With this record, it is incredible that China has managed to create such a formidable amount of fear and worry among so many. At the moment, at least, its military ability is abstract, unproven, and largely the subject of speculation. We have more to fear from its inexperience and misuse of equipment it does not know how to deploy properly than from its immense strategic prowess and ability at war. No one, least of all China itself, has the faintest idea how it would do if confronted with a real-life combat situation beyond its borders.
And finally there is the greatest illusion of all, the amorphous, grand, abstract idea of the Belt and Road Initiative (BRI) – an idea with no common grounds for dispute resolution, no normative power, no common values beyond pragmatic engagement focused on China, and no cultural, security, or political commonality. Even a collection as confusing as that of the Commonwealth can appeal to one point of unity at least – all were at times in their history colonized or under British rule. The BRI could be anything, but might well be nothing. It is without boundaries, structure, or unifying content. This might be its great strength, but if so that is a spectral strength, not a real one.

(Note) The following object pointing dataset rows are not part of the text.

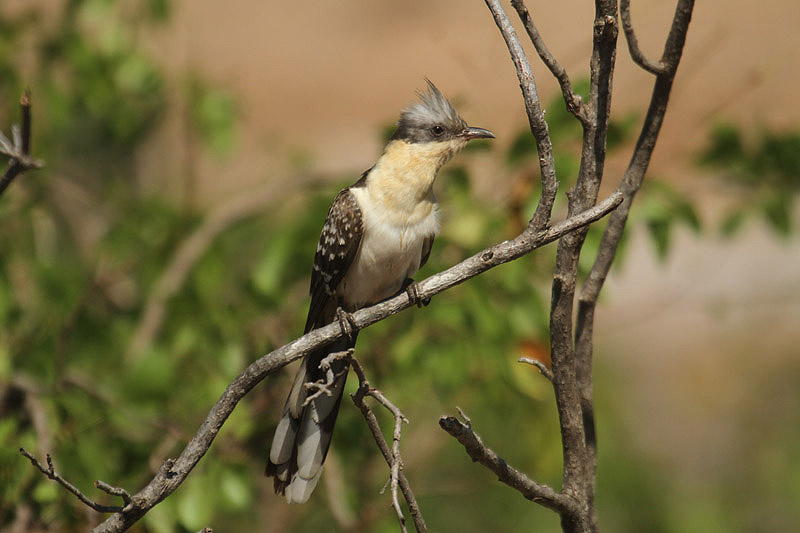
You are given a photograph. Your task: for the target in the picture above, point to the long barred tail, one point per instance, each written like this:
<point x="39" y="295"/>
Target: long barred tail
<point x="304" y="432"/>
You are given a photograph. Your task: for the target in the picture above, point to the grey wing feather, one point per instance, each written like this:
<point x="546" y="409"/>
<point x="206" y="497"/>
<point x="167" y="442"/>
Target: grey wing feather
<point x="427" y="245"/>
<point x="338" y="246"/>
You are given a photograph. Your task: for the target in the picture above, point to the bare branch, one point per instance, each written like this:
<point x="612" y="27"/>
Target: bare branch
<point x="113" y="491"/>
<point x="543" y="370"/>
<point x="536" y="120"/>
<point x="640" y="159"/>
<point x="633" y="43"/>
<point x="574" y="102"/>
<point x="174" y="471"/>
<point x="18" y="151"/>
<point x="479" y="452"/>
<point x="51" y="473"/>
<point x="396" y="477"/>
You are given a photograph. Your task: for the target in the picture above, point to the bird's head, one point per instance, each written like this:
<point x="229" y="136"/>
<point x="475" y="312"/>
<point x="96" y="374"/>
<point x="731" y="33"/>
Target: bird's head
<point x="434" y="120"/>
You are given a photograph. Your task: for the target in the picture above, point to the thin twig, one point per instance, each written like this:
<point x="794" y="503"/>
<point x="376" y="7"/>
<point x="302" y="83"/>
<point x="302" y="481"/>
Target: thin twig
<point x="479" y="452"/>
<point x="543" y="370"/>
<point x="113" y="491"/>
<point x="174" y="472"/>
<point x="633" y="43"/>
<point x="51" y="473"/>
<point x="574" y="102"/>
<point x="392" y="456"/>
<point x="18" y="150"/>
<point x="536" y="121"/>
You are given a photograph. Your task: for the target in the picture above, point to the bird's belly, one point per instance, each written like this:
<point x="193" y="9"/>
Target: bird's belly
<point x="388" y="255"/>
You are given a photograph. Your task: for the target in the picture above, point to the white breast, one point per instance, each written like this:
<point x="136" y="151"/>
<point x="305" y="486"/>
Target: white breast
<point x="390" y="252"/>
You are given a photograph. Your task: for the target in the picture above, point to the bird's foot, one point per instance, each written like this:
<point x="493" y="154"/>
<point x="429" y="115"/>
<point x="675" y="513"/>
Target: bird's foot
<point x="347" y="322"/>
<point x="412" y="289"/>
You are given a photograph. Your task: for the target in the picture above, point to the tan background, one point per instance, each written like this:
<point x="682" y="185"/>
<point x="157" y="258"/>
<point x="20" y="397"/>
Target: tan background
<point x="696" y="340"/>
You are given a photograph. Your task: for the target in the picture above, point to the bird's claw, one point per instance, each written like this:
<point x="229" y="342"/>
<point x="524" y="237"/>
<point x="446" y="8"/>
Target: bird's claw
<point x="412" y="289"/>
<point x="347" y="322"/>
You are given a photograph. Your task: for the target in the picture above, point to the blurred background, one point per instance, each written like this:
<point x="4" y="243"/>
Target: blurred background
<point x="192" y="150"/>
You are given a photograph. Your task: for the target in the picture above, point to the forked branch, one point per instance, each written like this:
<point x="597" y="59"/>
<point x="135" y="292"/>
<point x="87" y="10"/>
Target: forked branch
<point x="18" y="150"/>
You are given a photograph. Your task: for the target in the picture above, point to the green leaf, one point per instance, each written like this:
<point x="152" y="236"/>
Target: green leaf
<point x="213" y="112"/>
<point x="196" y="503"/>
<point x="236" y="490"/>
<point x="659" y="229"/>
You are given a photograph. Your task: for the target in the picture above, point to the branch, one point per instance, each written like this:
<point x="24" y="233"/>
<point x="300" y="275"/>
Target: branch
<point x="633" y="43"/>
<point x="174" y="471"/>
<point x="479" y="452"/>
<point x="637" y="168"/>
<point x="18" y="151"/>
<point x="536" y="120"/>
<point x="640" y="159"/>
<point x="574" y="102"/>
<point x="50" y="472"/>
<point x="397" y="478"/>
<point x="543" y="370"/>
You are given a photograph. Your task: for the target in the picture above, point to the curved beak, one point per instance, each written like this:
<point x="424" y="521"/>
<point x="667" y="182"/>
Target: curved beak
<point x="476" y="133"/>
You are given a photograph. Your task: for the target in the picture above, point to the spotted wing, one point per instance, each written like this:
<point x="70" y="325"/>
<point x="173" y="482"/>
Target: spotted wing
<point x="337" y="248"/>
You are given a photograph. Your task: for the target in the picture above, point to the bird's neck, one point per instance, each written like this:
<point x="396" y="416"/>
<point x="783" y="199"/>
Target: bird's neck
<point x="403" y="177"/>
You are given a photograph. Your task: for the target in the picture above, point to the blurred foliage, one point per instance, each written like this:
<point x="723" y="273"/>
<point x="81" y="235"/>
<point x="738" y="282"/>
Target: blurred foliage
<point x="765" y="166"/>
<point x="77" y="272"/>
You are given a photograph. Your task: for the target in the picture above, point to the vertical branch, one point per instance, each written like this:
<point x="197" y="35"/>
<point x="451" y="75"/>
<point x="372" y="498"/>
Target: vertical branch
<point x="18" y="149"/>
<point x="571" y="373"/>
<point x="533" y="108"/>
<point x="640" y="161"/>
<point x="631" y="182"/>
<point x="574" y="102"/>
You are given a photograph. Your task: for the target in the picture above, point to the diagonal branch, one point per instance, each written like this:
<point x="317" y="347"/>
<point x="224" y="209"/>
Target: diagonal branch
<point x="574" y="102"/>
<point x="51" y="473"/>
<point x="174" y="471"/>
<point x="479" y="452"/>
<point x="18" y="150"/>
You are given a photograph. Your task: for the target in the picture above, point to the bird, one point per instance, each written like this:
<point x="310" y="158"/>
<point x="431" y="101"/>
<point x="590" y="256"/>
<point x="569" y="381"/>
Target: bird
<point x="378" y="233"/>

If we ignore the words said by China and focus on the actions that the country actually undertakes, in the real world, then there are some conclusions one can draw from the three “great shadows” above. First, for all the claims made about China and its new prowess and power, even under Xi it is a very cautious actor. It has not deployed massively larger amounts of investment, nor looked even remotely like it was going to start to try to deploy its troops abroad. All this might change tomorrow, of course. But as of today, if China is an emerging super power, it is still a very cautious one. It is also hesitant, continuing to act in concert with others, like Russia, over issues in the Middle East, or even issues as close to home as North Korea (see China’s strong preference for the Six Party Talks). And while Xi may talk of a more proactive stance on foreign policy issues, the underlying actions still betray the same traits – caution, hesitancy, and a desire to work in consort with others, except on issues like Taiwan or the South and East China Sea, which are seen as belonging more to the country’s domestic space.
This is a different set of qualities than the ones usually attributed to China – but in this shadowy, illusory world, they still seem to be enough to have inspired an at times frenetic and panicky response from the world around it.